# Sendeproblem bei Server_Client



## Lange (27. Jun 2012)

Hallo,

ich versuche vom Server einen Text an den Client zu schicken. Dort soll der Benutzer seinen Namen oder quit eingeben. Wenn der Benutzer seinen Namen eingibt, soll es an den Server geschickt werden, der den Namn abspeichert und zur Bestätigung den Namen an den Client wieder zurück gibt. Mit quit soll der Client einfach geschlossen werden.

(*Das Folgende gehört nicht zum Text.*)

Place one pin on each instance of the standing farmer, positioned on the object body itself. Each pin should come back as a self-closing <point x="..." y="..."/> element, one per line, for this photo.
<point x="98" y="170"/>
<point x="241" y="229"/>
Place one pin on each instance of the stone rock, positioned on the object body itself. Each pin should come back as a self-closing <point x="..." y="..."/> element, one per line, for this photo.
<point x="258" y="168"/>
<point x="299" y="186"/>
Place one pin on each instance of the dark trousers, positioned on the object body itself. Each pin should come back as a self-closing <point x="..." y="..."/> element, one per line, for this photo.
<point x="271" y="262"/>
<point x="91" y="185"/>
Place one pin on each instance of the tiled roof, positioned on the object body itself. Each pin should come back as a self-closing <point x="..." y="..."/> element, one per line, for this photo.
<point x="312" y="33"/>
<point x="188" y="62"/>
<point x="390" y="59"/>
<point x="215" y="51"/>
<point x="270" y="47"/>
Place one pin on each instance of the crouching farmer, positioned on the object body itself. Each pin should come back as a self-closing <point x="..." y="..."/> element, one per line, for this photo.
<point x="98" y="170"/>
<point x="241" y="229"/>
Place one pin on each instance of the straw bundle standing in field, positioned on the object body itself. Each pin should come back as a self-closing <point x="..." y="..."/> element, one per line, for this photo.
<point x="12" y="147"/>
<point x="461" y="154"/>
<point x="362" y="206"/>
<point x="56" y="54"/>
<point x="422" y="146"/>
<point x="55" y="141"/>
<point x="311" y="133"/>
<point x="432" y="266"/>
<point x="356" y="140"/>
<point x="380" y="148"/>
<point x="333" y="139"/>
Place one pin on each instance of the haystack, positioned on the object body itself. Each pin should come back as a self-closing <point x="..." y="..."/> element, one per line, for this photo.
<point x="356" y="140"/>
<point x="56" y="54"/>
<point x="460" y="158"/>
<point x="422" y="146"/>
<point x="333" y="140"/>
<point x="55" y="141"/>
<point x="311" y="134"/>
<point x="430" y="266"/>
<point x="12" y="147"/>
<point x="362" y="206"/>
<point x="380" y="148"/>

Wenn ich auf der Clientseite:

zuerst den InputStream aufbaue und das ganze Programm starte bekomme ich folgende Fehlermeldungen:

Server läuft!
IO-Error bei Client 1
java.net.SocketException: Connection reset
Protokoll fuer Client 1gestartet
	at java.net.SocketInputStream.read(Unknown Source)
	at java.ibjectInputStream$PeekInputStream.read(Unknown Source)
	at java.ibjectInputStream$PeekInputStream.readFully(Unknown Source)
	at java.ibjectInputStream$BlockDataInputStream.readShort(Unknown Source)
	at java.ibjectInputStream.readStreamHeader(Unknown Source)
	at java.ibjectInputStream.<init>(Unknown Source)
	at tests.Dienst.<init>(Dienst.java:26)
	at tests.MultiServer.main(MultiServer.java:15)
Exception in thread "Thread-0" java.lang.NullPointerException
	at tests.Dienst.run(Dienst.java:42)

Dann habe ich auf der ClientSeite zuerst den OutputStream geöffnet. Daraufhin läuft zwar das Programm. Aber der Server schickt dem Client irgendwie ständig den String, das er seinen Namen oder quit eingeben soll.

Nun meine Fragen:

Liegt der Fehler vll doch eher bei der ersten Variante wo ich bei Client zuerst den InputStream geöffnet habe? 

Oder muss man immer zuerst den OutputStream erzeugen, sodass der Fehler in der 2. Variante liegt?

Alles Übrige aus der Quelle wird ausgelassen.